Von der Gründung der Bliss Dance Crew
Auftritt der Bliss Dance Crew beim Festival Neue Wände 2023

Rund 100 Hochschulgruppen sind offiziell bei der Universität Münster angesiedelt. In unserem letzten Kulturatlas von Oktober 2023 waren darunter 14 Chöre, 10 Orchester und 9 Gruppen aus dem Bereich Performance & Text. Tanzgruppen gibt es aber nur zwei, und die zweite davon auch erst seit kurzem: Die Bliss Dance Crew. Gegründet hat sie sich aus einem Anlass heraus, von dem ich die Initiatorin auch kenne: Dem Neue Wände Festival 2023. Bei diesem Festival standen rund 500 Student:innen ein Wochenende lang auf den Bühnen des Theaters Münster, so auch Paula. „Ich hatte im Februar angefangen, ein paar Leute aus den HSP-Kursen, die besonders gut waren, zu fragen, ob sie noch Lust auf ein extra Projekt hätten. So habe ich mir eine Gruppe zusammengesucht und dann haben wir immer an den Wochenenden – eigentlich samstags und sonntags von morgens bis abends – für Neue Wände trainiert. Das war schon sehr viel“ – Paula erzählt von der Gründung der Crew mit einem Lächeln. „Neue Wände hat uns schon sehr zusammengeschweißt als Gruppe. Danach hatten alle Lust, noch weiterzumachen und deshalb haben wir weiter trainiert und hatten dann noch einen Auftritt beim Schlossgartenfest.“

Der Tanz muss an der Uni Münster einen ganz schönen Spagat einlegen: Er gehört natürlich genauso zur Kultur wie die Chöre und Theatergruppen. Aufgrund der sportlichen Komponente ist die Organisation jedoch beim Hochschulsport angesiedelt, der sich ganz anders organisiert als die Kultur. Durch die Gründung ihrer eigenen Gruppe ist die Bliss Dance Crew aber jetzt unabhängig. Auf den Hinweis eines Sportreferenten des AStA, dass sie sich als Tanzgruppe auch als Hochschulgruppe eintragen lassen können, haben sie das im November letzten Jahres auch getan.

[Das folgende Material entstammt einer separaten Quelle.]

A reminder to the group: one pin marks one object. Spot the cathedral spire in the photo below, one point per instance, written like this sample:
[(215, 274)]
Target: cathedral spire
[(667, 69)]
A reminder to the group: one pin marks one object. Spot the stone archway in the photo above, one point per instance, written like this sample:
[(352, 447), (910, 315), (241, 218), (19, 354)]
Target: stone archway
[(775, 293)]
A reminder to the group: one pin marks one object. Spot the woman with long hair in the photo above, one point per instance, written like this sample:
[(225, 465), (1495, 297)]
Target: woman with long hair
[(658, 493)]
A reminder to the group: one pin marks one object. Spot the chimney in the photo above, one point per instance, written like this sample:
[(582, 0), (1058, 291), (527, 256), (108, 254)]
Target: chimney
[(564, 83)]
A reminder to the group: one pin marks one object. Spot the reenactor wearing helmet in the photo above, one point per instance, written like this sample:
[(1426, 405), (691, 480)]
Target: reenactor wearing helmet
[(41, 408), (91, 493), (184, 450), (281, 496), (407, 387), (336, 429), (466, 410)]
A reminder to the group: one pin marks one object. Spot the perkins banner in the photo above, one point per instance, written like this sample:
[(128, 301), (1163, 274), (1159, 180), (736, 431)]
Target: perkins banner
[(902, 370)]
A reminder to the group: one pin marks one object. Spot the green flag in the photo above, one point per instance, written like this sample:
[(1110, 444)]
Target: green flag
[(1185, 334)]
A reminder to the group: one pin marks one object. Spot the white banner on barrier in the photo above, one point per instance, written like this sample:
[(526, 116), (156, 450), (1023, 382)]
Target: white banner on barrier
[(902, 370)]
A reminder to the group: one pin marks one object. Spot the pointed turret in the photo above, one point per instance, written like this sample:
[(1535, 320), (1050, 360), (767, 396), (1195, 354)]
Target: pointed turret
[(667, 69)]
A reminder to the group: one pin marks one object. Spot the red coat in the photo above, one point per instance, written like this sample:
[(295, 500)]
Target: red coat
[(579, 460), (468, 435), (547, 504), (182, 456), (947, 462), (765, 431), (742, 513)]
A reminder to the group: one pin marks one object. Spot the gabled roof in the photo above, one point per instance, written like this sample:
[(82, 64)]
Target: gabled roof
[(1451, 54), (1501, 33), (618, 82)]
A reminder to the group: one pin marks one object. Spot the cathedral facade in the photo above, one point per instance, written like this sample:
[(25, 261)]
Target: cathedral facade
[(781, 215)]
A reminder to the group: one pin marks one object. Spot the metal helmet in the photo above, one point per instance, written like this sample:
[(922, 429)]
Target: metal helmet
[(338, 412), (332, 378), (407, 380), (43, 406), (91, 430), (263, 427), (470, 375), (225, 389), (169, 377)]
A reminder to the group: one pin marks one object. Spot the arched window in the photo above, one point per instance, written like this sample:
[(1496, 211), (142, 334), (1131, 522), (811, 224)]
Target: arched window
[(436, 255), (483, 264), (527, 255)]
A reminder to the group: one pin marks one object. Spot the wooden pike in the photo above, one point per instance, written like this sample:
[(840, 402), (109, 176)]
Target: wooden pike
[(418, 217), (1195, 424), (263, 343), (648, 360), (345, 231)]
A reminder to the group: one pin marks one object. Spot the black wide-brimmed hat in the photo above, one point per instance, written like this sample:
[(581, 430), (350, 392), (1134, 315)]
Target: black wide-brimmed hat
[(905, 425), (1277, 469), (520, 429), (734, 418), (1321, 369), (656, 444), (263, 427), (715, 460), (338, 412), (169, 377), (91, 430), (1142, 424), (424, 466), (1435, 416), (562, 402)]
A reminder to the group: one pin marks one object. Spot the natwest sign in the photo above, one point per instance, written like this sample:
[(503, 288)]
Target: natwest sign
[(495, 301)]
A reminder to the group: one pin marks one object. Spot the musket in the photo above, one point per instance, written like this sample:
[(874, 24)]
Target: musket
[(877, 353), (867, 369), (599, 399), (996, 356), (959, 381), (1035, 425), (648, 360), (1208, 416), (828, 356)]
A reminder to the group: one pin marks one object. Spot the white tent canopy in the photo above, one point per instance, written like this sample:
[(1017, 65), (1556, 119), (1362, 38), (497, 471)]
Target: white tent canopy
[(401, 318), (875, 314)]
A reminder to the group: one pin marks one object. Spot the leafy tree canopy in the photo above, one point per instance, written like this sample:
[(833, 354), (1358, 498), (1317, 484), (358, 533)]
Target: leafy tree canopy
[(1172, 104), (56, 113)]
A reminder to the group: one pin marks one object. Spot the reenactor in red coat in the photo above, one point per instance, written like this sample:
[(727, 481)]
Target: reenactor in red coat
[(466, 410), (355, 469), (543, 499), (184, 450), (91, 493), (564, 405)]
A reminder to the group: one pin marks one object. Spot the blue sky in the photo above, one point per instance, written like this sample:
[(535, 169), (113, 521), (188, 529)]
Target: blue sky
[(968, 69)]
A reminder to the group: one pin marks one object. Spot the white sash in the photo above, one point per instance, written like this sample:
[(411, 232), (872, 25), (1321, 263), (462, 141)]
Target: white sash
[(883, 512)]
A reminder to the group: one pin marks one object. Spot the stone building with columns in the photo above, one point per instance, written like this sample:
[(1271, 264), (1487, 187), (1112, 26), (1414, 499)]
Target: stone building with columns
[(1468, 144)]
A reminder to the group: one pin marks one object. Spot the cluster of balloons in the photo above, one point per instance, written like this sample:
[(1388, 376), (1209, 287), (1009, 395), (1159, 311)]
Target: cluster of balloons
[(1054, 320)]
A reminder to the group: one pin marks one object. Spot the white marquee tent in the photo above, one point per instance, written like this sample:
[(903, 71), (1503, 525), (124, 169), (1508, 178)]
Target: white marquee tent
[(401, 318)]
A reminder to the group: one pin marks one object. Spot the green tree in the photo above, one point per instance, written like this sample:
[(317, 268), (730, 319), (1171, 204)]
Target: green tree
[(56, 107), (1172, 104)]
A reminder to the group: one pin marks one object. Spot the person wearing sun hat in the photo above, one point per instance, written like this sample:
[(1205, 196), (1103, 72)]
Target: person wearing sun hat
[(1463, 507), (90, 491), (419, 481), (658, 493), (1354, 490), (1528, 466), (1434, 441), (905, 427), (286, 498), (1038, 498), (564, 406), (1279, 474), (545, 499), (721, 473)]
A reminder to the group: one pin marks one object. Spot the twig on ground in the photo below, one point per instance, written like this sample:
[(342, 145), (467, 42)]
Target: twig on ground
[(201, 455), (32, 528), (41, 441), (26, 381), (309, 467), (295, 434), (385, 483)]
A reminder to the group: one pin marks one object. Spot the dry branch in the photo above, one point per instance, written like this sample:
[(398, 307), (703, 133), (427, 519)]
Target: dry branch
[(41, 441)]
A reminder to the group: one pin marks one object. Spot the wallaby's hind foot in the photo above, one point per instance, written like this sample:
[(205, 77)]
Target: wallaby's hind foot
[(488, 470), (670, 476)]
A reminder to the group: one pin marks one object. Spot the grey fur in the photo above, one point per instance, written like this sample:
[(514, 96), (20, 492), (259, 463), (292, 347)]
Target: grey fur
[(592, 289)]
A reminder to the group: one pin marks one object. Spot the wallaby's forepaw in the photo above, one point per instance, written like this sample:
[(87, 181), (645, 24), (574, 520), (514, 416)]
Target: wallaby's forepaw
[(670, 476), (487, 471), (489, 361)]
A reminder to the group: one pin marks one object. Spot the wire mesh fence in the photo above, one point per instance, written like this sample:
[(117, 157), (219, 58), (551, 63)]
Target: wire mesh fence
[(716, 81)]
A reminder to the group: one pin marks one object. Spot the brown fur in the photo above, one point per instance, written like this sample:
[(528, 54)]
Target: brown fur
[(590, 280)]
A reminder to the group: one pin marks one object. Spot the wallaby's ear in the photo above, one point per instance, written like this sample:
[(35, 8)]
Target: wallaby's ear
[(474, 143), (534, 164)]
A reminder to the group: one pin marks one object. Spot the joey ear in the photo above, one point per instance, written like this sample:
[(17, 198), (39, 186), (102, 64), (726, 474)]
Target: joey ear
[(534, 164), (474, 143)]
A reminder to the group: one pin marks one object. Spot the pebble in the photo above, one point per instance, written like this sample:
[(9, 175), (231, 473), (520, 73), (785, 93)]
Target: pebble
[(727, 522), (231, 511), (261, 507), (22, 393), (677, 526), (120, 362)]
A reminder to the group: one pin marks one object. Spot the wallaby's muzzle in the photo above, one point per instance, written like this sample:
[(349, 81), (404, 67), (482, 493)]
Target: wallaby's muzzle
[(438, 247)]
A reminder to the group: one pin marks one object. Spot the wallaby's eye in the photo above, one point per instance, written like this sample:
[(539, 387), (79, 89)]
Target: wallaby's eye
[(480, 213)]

Ein Teil der Crew, der Mai 2023 beim Festival auf der Bühne stand, ist noch da. Ein paar mussten aber – wie es in der Natur der Hochschulgruppen liegt – studienbedingt die Gruppe verlassen, dafür sind neue nachgerückt: „Mittlerweile sind ein paar schon wieder aus Münster weggegangen,“ sagt die Co-Trainerin Sophie, „dann haben wir ein Casting gemacht und eben noch neue Leute dazu geholt – um die 35 Leute sind wir momentan. Und es haben auch immer alle Bock – wir haben auch schon darauf geachtet beim Casten, dass es wirklich Leute sind, bei denen wir wissen, dass wir uns auf sie verlassen können. Wenn wir Leute haben, die gefühlt einmal im Jahr zum Training kommen, dann funktioniert es nicht. Es ist echt krass, wie viele Leute so viel Spaß daran haben.“ Es gibt neben Paula und Sophie noch zwei weitere Trainer:innen, Julia De Lon und Jonas Weichert, die seien „eher im Hip-Hop und Vogue Bereich unterwegs.“ Sophie mache eher Jazz und Paula Jazz und Hip-Hop. Die Organisation eines Trainings ist für beide ein Leichtes, da sie schon seit ein paar Jahren Trainerinnen beim HSP sind: „Wir können für uns eine Halle reservieren, das ist kein Thema. Im Moment proben wir – wenn kein Auftritt ansteht – einmal die Woche für drei Stunden. Aber alle sind eigentlich auch noch in den regulären Hochschulsportkursen unter der Woche und deshalb sehen wir uns auch da noch“, sagt Paula. Zu diesen drei Stunden kommen für die Trainer:innen aber noch Vor- und Nachbereitung der Trainings, das Schneiden der Tracks, das Vorbereiten der Choreos hinzu. Die erarbeite man vor Beginn eines neuen Projektes, ändere sie aber auch immer mal ab, verarbeite immer wieder die Ergebnisse der Trainings, in denen sich auch spontan Neues ergebe. So feilt die Crew bis zum Auftritt an ihrer Choreo.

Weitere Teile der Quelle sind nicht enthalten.